Uma das primeiras a se manifestar foi a Coca-Cola, que havia utilizando-o como garoto-propaganda para as Olimpíadas de 2016.
Em nota, a marca afirmou: “o respeito à diversidade é um dos principais valores da nossa companhia, em nossas campanhas celebramos as diferenças e promovemos a união. Manifestações preconceituosas não são toleradas. Repudiamos qualquer forma de racismo, machismo, misoginia ou homofobia”.
Simultaneamente, outras empresas foram emitindo comunicados. O Itaú Unibanco informou que “o youtuber não faz mais parte de qualquer peça de comunicação” da campanha.
A Adidas suspendeu a parceria e informou em nota que a marca “repudia todo e qualquer tipo de discriminação” e que portanto, decidiram suspender a parceria.
Julio Cocielo errou e deve sim sofrer todas as sanções necessárias. O racismo é um problema endêmico no Brasil, país que muito se esforça para negar o óbvio.
Por isso, casos como este, se podem de alguma forma trazer consequências positivas, que seja na forma de conscientização para que não se tolere situações semelhantes.
A resposta das marcas
As marcas fizeram o seu papel.
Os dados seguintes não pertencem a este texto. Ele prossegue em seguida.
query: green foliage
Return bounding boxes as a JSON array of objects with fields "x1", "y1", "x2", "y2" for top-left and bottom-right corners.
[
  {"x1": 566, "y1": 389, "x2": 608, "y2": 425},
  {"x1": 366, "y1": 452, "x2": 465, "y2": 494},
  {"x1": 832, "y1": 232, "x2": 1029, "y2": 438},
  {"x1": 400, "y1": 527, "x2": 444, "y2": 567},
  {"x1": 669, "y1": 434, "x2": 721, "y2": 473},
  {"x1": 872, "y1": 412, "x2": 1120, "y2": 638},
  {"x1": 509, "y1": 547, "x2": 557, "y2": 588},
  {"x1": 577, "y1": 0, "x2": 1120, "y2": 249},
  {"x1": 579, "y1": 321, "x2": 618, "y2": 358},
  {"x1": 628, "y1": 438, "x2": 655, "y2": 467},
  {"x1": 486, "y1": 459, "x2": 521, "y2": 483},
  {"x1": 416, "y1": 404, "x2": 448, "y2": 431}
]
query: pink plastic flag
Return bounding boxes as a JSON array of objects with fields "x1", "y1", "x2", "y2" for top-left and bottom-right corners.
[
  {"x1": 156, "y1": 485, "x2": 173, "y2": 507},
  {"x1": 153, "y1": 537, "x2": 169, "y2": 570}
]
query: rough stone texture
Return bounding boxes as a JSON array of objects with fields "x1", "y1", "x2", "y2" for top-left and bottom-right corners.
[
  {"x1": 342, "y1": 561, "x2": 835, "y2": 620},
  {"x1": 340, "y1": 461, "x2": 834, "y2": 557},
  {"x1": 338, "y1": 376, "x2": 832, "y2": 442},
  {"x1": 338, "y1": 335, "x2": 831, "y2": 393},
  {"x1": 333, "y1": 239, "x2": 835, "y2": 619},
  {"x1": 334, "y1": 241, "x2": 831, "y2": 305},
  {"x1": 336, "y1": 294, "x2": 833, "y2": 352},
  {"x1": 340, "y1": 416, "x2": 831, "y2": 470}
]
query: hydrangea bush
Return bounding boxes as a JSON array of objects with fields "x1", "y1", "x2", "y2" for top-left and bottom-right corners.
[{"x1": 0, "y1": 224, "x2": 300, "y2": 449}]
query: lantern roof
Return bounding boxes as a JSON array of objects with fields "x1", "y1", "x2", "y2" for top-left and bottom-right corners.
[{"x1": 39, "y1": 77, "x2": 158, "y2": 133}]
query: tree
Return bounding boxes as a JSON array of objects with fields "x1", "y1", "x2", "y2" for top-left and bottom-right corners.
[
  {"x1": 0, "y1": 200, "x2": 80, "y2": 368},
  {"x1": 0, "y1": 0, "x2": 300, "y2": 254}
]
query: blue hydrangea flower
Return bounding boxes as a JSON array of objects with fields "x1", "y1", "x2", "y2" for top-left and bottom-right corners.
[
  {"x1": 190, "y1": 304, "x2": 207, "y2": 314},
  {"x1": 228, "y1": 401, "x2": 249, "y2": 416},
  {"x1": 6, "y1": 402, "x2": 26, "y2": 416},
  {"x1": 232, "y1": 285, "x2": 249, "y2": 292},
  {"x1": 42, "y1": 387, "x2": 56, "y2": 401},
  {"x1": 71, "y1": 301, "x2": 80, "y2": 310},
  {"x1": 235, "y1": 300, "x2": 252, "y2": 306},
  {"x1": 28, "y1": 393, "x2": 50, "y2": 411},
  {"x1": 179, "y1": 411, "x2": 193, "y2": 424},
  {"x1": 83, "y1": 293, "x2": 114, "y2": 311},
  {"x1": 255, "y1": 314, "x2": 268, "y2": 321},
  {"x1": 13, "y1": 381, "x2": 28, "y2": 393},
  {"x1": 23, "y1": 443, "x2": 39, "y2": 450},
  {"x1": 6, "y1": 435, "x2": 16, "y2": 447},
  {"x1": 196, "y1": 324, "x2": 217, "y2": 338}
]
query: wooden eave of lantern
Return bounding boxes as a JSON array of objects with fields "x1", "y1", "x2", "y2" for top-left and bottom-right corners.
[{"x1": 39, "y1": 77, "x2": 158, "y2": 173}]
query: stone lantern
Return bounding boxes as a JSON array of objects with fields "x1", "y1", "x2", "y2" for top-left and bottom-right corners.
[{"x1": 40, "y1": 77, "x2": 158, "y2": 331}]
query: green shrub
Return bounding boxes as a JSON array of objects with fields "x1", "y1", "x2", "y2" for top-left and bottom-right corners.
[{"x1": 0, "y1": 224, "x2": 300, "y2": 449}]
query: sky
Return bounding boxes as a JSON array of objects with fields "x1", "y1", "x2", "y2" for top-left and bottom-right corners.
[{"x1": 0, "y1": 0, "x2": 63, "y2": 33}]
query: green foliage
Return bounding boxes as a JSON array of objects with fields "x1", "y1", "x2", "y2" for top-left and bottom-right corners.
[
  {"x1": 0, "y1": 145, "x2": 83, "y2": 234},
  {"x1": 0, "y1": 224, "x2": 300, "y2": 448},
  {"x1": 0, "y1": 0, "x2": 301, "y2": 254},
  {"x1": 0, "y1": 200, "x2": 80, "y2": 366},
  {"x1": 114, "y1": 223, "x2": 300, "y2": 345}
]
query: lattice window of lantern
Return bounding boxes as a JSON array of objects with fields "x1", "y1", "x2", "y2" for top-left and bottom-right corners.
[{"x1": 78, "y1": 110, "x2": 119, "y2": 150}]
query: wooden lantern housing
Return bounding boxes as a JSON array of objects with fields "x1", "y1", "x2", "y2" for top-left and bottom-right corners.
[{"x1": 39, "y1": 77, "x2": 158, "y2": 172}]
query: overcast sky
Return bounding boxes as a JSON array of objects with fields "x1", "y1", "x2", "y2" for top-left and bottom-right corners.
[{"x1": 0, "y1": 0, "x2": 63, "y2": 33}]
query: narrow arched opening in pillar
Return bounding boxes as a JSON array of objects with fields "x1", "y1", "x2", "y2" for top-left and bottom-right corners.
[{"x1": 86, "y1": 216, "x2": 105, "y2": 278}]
Em pouco tempo, condenaram o acontecido e usaram seus canais de comunicação para tentar limar qualquer tentativa de ligação que pudesse ser feita.
Analisando do ponto de vista do marketing, é espantoso constatar que marcas tão grandes e estabelecidas no mercado, muitas vezes os maiores players da publicidade, tenham se associado a figuras tão questionáveis de forma tão displicente.
Especificamente sobre Cocielo, depois do conteúdo divulgado sobre Mbappé, vieram à tona diversos outras postagens, tão racistas quanto aquela que o condenou, que estavam disponíveis a qualquer usuário, o tempo todo.
Faz-se, portanto, o questionamento: qual a justifica para a falta de conhecimento sobre aqueles que carregam o nome da marca?
É inegável que a forma como é feito o processo de seleção de representantes destas empresas parece ser falho.
A explicação mais óbvia é que, inebriados pela popularidade e poder de venda dessas figuras, a Coca-Cola, a Adidas, e as demais, fixaram-se somente nas possibilidades de ganho e deixaram de lado as análises mais aprofundadas.
Contanto com garotos-propaganda que nunca sequer passar por um media training, as marcas ficam a mercê de pessoas que se apoiam na ‘espontaneidade’ para fazer afirmações altamente condenáveis.
Julio Cocielo não é o primeiro e muito provavelmente não será o último a carregar seus erros às marcas.
Agências, profissionais de marketing digital e demais atores que lidam diariamente com a comunicação digital têm o dever de compreender a dimensão de suas atuações e agir com veemência para suprimir comportamentos como este.
Talvez a velocidade com que as ferramentas digitais evoluíram foi muito superior à nossa capacidade de compreender as consequências das ações feitas na internet.
Por isso, que é fundamental estarmos atentos aos modismos e pensemos de forma mais racional e justa antes de abraçar conteúdos somente pelas perspectivas de ganho.